The banzai charge is forever linked to the Japanese victories in World War II, but the truth is much more ironic. The tactic was simply bad strategy. Ironically appalling strategy:

"Don't you guys know banzai charges never work?!"

"Everyone who learned that died in banzai charges."

Horrific Irony

Ronald Reagan appears early on in the earlier timeline as a Lieutenant during the war. He asks a soldier for advice to dole out to other young soldiers—unlike him—who would actually be sent overseas to fight. The veteran’s reply is to kill the ones holding swords first. Reagan nods knowingly and replies, "Smarrrt--you target them because they're the officers, right?" The soldier quite profanely corrects his misapprehension—ironic because Reagan’s incredibly simplistic reasoning skills would one day get him elected to Commander-in-Chief: “No…you kill ‘em because they’ve got…swords. You ever had anyone running at you waving a…sword?”

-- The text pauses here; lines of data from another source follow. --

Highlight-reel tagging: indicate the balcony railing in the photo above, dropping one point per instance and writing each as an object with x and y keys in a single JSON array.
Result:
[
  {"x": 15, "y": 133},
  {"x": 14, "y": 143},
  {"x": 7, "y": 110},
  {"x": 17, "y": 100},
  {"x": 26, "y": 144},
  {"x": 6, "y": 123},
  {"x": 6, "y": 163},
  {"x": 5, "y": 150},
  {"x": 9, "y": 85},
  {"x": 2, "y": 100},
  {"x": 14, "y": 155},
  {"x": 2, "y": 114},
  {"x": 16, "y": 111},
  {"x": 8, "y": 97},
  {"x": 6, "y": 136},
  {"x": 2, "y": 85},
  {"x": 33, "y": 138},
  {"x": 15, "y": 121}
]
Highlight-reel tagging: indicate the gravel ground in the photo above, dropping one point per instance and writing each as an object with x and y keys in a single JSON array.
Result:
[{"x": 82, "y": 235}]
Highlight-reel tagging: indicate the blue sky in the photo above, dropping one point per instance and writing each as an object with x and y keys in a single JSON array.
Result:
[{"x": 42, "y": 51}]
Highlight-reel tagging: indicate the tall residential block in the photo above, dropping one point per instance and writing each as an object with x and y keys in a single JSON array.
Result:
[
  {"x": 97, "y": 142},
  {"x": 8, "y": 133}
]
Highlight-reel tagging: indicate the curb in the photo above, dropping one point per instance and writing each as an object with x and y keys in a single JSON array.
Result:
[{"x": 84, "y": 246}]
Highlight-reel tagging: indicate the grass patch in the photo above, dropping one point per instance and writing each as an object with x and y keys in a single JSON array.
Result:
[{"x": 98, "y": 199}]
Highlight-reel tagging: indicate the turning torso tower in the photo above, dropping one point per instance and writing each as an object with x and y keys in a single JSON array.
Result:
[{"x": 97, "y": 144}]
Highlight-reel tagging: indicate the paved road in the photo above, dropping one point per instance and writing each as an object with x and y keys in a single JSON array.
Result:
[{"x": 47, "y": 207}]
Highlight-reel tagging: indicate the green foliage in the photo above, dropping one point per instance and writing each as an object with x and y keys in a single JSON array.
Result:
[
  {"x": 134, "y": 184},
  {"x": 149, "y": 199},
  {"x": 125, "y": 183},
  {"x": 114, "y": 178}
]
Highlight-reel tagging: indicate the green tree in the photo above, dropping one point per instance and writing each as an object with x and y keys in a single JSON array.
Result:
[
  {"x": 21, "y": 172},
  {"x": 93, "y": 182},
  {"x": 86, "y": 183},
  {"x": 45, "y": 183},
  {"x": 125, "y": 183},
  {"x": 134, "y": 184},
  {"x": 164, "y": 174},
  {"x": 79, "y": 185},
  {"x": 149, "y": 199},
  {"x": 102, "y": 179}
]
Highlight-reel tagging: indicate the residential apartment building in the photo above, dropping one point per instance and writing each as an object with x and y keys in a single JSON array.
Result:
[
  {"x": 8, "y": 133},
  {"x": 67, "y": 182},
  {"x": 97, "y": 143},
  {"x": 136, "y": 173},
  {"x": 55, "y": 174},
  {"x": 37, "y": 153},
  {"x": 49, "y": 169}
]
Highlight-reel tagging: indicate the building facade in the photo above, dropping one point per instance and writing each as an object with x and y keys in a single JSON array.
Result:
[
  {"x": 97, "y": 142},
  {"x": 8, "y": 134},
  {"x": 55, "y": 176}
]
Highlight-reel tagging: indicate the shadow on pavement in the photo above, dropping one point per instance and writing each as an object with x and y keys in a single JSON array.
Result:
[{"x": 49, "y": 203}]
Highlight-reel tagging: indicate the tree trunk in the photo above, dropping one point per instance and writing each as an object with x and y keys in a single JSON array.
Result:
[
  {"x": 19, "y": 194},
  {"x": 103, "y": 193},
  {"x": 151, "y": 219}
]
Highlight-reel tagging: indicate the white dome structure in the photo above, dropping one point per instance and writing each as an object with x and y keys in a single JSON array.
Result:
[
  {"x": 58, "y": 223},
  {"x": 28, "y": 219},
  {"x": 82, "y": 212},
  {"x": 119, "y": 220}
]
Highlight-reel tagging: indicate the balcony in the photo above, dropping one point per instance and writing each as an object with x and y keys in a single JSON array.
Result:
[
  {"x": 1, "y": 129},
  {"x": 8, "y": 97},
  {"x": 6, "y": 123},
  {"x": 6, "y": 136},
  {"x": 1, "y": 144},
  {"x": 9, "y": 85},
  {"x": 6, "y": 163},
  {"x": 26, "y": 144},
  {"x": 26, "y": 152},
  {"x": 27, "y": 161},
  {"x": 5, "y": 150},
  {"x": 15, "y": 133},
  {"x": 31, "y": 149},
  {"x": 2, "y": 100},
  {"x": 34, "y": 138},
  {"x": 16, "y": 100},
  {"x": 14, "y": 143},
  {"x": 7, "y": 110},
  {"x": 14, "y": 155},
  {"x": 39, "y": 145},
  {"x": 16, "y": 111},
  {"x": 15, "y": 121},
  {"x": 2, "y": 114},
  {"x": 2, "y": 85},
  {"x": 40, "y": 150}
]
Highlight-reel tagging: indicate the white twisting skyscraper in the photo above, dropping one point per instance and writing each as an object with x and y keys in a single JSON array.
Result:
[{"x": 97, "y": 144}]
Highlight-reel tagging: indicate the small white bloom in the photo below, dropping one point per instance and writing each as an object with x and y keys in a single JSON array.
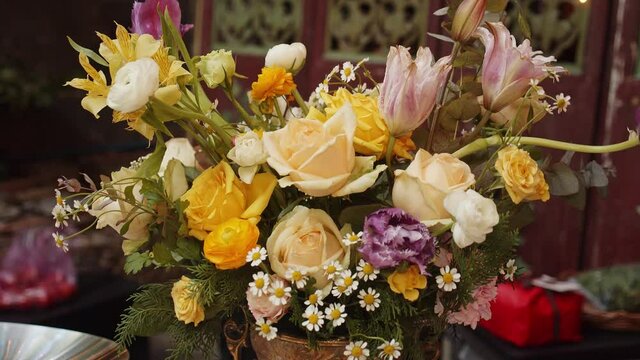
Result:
[
  {"x": 297, "y": 276},
  {"x": 332, "y": 269},
  {"x": 314, "y": 317},
  {"x": 509, "y": 270},
  {"x": 370, "y": 299},
  {"x": 336, "y": 314},
  {"x": 366, "y": 271},
  {"x": 260, "y": 284},
  {"x": 356, "y": 351},
  {"x": 348, "y": 73},
  {"x": 266, "y": 330},
  {"x": 133, "y": 84},
  {"x": 448, "y": 278},
  {"x": 352, "y": 238},
  {"x": 315, "y": 299},
  {"x": 475, "y": 216},
  {"x": 390, "y": 350},
  {"x": 280, "y": 293},
  {"x": 257, "y": 255}
]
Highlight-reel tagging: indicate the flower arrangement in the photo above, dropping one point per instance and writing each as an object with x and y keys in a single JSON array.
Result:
[{"x": 348, "y": 215}]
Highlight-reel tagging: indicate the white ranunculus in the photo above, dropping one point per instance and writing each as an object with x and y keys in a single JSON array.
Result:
[
  {"x": 475, "y": 216},
  {"x": 248, "y": 153},
  {"x": 134, "y": 83},
  {"x": 288, "y": 56},
  {"x": 179, "y": 149}
]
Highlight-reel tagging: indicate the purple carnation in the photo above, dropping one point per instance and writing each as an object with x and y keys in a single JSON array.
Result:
[{"x": 392, "y": 236}]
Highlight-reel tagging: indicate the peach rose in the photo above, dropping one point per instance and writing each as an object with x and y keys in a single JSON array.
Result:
[
  {"x": 319, "y": 158},
  {"x": 306, "y": 239},
  {"x": 420, "y": 190}
]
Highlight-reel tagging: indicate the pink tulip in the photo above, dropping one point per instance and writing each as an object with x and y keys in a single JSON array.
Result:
[
  {"x": 507, "y": 69},
  {"x": 468, "y": 17},
  {"x": 145, "y": 19},
  {"x": 410, "y": 88}
]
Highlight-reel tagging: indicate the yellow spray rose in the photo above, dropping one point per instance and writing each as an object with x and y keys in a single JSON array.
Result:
[
  {"x": 407, "y": 282},
  {"x": 523, "y": 179},
  {"x": 217, "y": 195},
  {"x": 185, "y": 302},
  {"x": 228, "y": 244}
]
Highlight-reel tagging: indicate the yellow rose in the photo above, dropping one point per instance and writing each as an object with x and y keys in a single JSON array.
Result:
[
  {"x": 306, "y": 239},
  {"x": 228, "y": 244},
  {"x": 318, "y": 158},
  {"x": 407, "y": 282},
  {"x": 217, "y": 195},
  {"x": 185, "y": 302},
  {"x": 421, "y": 188},
  {"x": 521, "y": 175}
]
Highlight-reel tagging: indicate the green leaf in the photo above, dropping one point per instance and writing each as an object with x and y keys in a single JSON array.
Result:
[{"x": 88, "y": 52}]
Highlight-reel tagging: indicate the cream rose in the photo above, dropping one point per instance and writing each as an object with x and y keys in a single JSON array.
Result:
[
  {"x": 319, "y": 158},
  {"x": 420, "y": 190},
  {"x": 134, "y": 83},
  {"x": 306, "y": 239}
]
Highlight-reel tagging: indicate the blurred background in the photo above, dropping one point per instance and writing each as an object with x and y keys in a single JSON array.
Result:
[{"x": 46, "y": 134}]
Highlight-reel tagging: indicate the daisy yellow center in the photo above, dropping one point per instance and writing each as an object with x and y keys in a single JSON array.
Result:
[{"x": 447, "y": 278}]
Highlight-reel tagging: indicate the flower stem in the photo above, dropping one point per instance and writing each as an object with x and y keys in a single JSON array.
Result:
[{"x": 481, "y": 144}]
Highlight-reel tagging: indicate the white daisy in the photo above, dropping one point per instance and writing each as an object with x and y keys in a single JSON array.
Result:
[
  {"x": 348, "y": 73},
  {"x": 390, "y": 350},
  {"x": 335, "y": 313},
  {"x": 314, "y": 317},
  {"x": 448, "y": 278},
  {"x": 297, "y": 276},
  {"x": 509, "y": 270},
  {"x": 257, "y": 255},
  {"x": 260, "y": 284},
  {"x": 356, "y": 351},
  {"x": 279, "y": 293},
  {"x": 332, "y": 269},
  {"x": 366, "y": 271},
  {"x": 352, "y": 238},
  {"x": 266, "y": 330},
  {"x": 315, "y": 299},
  {"x": 60, "y": 243},
  {"x": 370, "y": 299}
]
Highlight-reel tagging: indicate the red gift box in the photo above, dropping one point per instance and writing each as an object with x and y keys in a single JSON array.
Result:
[{"x": 530, "y": 316}]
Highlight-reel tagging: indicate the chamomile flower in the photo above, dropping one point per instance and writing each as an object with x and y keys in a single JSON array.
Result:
[
  {"x": 348, "y": 73},
  {"x": 314, "y": 317},
  {"x": 260, "y": 284},
  {"x": 352, "y": 238},
  {"x": 60, "y": 243},
  {"x": 315, "y": 299},
  {"x": 366, "y": 271},
  {"x": 562, "y": 102},
  {"x": 448, "y": 278},
  {"x": 356, "y": 350},
  {"x": 257, "y": 255},
  {"x": 279, "y": 293},
  {"x": 348, "y": 281},
  {"x": 266, "y": 330},
  {"x": 390, "y": 349},
  {"x": 370, "y": 299},
  {"x": 336, "y": 314},
  {"x": 297, "y": 276},
  {"x": 509, "y": 270},
  {"x": 332, "y": 269}
]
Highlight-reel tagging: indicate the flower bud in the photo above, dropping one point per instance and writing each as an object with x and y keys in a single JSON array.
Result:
[
  {"x": 288, "y": 56},
  {"x": 217, "y": 66},
  {"x": 467, "y": 19}
]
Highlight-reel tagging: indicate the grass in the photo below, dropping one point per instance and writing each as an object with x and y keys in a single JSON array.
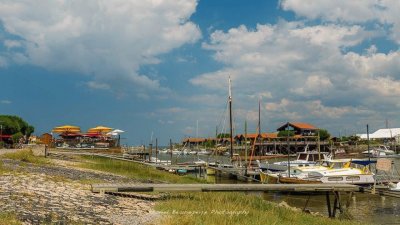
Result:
[
  {"x": 134, "y": 170},
  {"x": 7, "y": 218},
  {"x": 27, "y": 156},
  {"x": 233, "y": 208}
]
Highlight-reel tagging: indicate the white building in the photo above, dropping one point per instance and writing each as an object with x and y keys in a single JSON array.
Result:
[{"x": 383, "y": 134}]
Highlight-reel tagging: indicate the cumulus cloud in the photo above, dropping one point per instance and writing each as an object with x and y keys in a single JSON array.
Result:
[
  {"x": 104, "y": 39},
  {"x": 384, "y": 12},
  {"x": 310, "y": 72}
]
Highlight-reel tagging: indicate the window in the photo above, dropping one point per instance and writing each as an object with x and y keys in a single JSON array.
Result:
[
  {"x": 353, "y": 178},
  {"x": 335, "y": 178}
]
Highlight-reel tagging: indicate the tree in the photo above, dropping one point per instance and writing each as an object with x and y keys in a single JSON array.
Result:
[
  {"x": 285, "y": 133},
  {"x": 223, "y": 135},
  {"x": 13, "y": 124},
  {"x": 324, "y": 135}
]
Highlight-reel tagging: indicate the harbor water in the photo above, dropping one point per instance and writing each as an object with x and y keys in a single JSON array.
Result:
[{"x": 364, "y": 207}]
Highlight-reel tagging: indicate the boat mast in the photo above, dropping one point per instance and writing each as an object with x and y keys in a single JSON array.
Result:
[{"x": 230, "y": 118}]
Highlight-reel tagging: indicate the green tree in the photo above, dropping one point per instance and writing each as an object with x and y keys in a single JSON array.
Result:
[
  {"x": 13, "y": 124},
  {"x": 324, "y": 135},
  {"x": 223, "y": 135},
  {"x": 285, "y": 133}
]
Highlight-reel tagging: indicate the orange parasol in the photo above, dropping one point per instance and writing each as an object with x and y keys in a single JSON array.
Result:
[
  {"x": 66, "y": 128},
  {"x": 100, "y": 129}
]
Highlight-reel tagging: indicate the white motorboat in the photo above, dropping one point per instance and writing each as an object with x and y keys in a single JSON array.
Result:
[
  {"x": 346, "y": 174},
  {"x": 379, "y": 151},
  {"x": 304, "y": 159},
  {"x": 159, "y": 161},
  {"x": 395, "y": 187}
]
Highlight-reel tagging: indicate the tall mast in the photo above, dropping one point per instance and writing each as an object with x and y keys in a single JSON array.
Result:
[
  {"x": 259, "y": 116},
  {"x": 230, "y": 118}
]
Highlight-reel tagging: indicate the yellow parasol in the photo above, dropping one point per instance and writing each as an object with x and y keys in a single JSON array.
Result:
[
  {"x": 100, "y": 129},
  {"x": 66, "y": 128}
]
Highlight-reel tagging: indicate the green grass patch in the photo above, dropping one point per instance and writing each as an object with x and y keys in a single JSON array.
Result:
[
  {"x": 134, "y": 170},
  {"x": 233, "y": 208},
  {"x": 7, "y": 218},
  {"x": 27, "y": 156},
  {"x": 2, "y": 169}
]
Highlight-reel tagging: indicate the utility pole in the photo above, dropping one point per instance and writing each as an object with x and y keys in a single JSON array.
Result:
[
  {"x": 230, "y": 119},
  {"x": 288, "y": 146},
  {"x": 369, "y": 153}
]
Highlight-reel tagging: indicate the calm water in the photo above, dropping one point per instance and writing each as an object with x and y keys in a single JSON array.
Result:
[{"x": 363, "y": 208}]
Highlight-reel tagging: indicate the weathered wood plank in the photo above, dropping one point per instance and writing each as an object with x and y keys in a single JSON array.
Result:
[{"x": 222, "y": 187}]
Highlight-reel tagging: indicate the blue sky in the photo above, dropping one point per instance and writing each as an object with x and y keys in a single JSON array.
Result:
[{"x": 159, "y": 66}]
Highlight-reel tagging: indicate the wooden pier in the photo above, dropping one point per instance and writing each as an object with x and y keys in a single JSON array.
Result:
[
  {"x": 328, "y": 189},
  {"x": 102, "y": 188}
]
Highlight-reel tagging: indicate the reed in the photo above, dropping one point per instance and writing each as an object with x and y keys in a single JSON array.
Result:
[
  {"x": 27, "y": 156},
  {"x": 7, "y": 218},
  {"x": 134, "y": 170},
  {"x": 233, "y": 208}
]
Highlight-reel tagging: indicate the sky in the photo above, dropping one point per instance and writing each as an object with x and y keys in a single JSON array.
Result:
[{"x": 160, "y": 68}]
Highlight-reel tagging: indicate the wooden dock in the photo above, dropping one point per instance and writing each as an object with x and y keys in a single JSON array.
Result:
[
  {"x": 102, "y": 188},
  {"x": 328, "y": 189}
]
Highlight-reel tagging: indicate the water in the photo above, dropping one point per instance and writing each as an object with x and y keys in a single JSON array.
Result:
[{"x": 364, "y": 208}]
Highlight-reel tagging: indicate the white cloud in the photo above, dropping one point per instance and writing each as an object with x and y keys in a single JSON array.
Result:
[
  {"x": 97, "y": 85},
  {"x": 308, "y": 71},
  {"x": 12, "y": 44},
  {"x": 355, "y": 11},
  {"x": 105, "y": 39},
  {"x": 314, "y": 85}
]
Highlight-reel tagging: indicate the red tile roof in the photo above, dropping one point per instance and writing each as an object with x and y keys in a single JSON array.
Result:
[
  {"x": 304, "y": 126},
  {"x": 194, "y": 140}
]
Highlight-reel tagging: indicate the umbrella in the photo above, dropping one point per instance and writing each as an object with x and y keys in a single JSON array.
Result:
[
  {"x": 99, "y": 129},
  {"x": 115, "y": 132},
  {"x": 66, "y": 129}
]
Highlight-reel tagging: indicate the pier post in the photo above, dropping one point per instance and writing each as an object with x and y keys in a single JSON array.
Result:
[{"x": 328, "y": 202}]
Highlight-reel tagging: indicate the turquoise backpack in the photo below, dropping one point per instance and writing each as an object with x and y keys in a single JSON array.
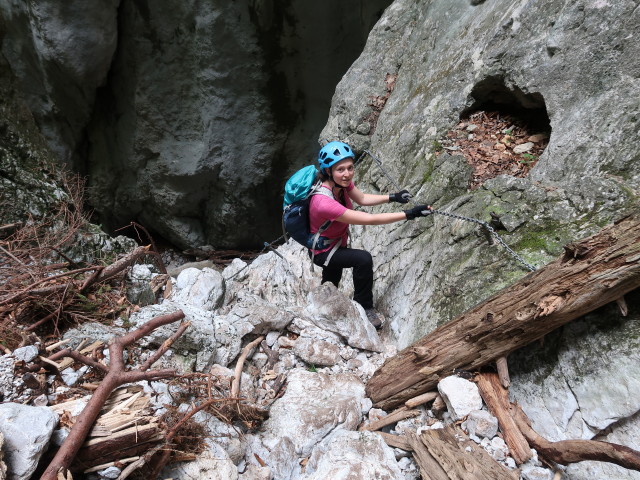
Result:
[{"x": 298, "y": 191}]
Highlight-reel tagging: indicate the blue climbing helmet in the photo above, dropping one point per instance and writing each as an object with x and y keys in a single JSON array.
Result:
[{"x": 332, "y": 153}]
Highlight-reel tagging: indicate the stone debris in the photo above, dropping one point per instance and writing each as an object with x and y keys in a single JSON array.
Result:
[
  {"x": 461, "y": 396},
  {"x": 27, "y": 431},
  {"x": 310, "y": 379}
]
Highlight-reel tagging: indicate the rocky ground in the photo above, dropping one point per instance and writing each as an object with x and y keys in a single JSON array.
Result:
[
  {"x": 496, "y": 143},
  {"x": 308, "y": 378}
]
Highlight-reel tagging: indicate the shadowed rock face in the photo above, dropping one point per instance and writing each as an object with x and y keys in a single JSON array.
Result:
[{"x": 186, "y": 117}]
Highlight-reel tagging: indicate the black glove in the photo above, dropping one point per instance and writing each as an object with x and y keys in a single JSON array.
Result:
[
  {"x": 419, "y": 211},
  {"x": 400, "y": 197}
]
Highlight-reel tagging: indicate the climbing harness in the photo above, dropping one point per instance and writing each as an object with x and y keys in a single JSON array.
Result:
[{"x": 482, "y": 223}]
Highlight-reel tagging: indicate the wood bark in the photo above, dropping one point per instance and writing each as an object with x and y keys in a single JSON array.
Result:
[
  {"x": 591, "y": 273},
  {"x": 497, "y": 399},
  {"x": 117, "y": 376},
  {"x": 447, "y": 454}
]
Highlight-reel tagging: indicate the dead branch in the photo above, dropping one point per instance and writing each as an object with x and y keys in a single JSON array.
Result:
[
  {"x": 116, "y": 376},
  {"x": 420, "y": 399},
  {"x": 237, "y": 375},
  {"x": 497, "y": 399},
  {"x": 394, "y": 417},
  {"x": 166, "y": 452},
  {"x": 565, "y": 452},
  {"x": 592, "y": 272},
  {"x": 77, "y": 356}
]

What is the Cryptonomicon?

The Cryptonomicon is presented as something of extraordinary importance and significance. Certainly not the type of thing that would be placed into a position where it could just all disappear in an instant. This particular misapprehension is a type of irony that has been the backbone of world knowledge throughout civilization:

People speak of it as though it were a book, but it’s not…It is everything that Commander Schoen knows about breaking codes, which amounts to everything that the United States of America knows. At any moment it could have been annihilated if a janitor had stepped into the room for a few minutes and tidied the place up.

The Irony of Honor

Real-life American General Douglas MacArthur is presented as a brilliant tactician not so much because he is a master at maneuvering troops, but because he possesses a certain sick genius at psychological understanding of his opponent. The Japanese—you may have heard somewhere—probably reached the peak of their vaunted allegiance to honor during World War II. And this ironically will cost them the war because MacArthur manipulates the Japanese unwillingness to lose honor before their superiors by admitting to the mistakes that MacArthur is exploiting.

The Phantom of Irony

It is a big book. And there are a lot of characters. Some more important than others, of course, but a lot of them are pretty significant. One of those who really must be considered absolutely essential is Lt. Goto Dengo. Indeed, he enters the action early: he is there on page 40 of what turns out to be an 1150-page book. Ironically, however, this major character without whom the book would collapse manages to disappear entirely for huge chunks not just one, not just twice, but three or four times throughout the book. Shortly after his entrance he is AWOL until around page 260 only to pretty much be absent for almost the entire 300’s. Several times throughout the narrative Goto goes away for more than a hundred pages at a time and yet it is impossible to imagine the book without him. He almost becomes a phantom of ironic plotting.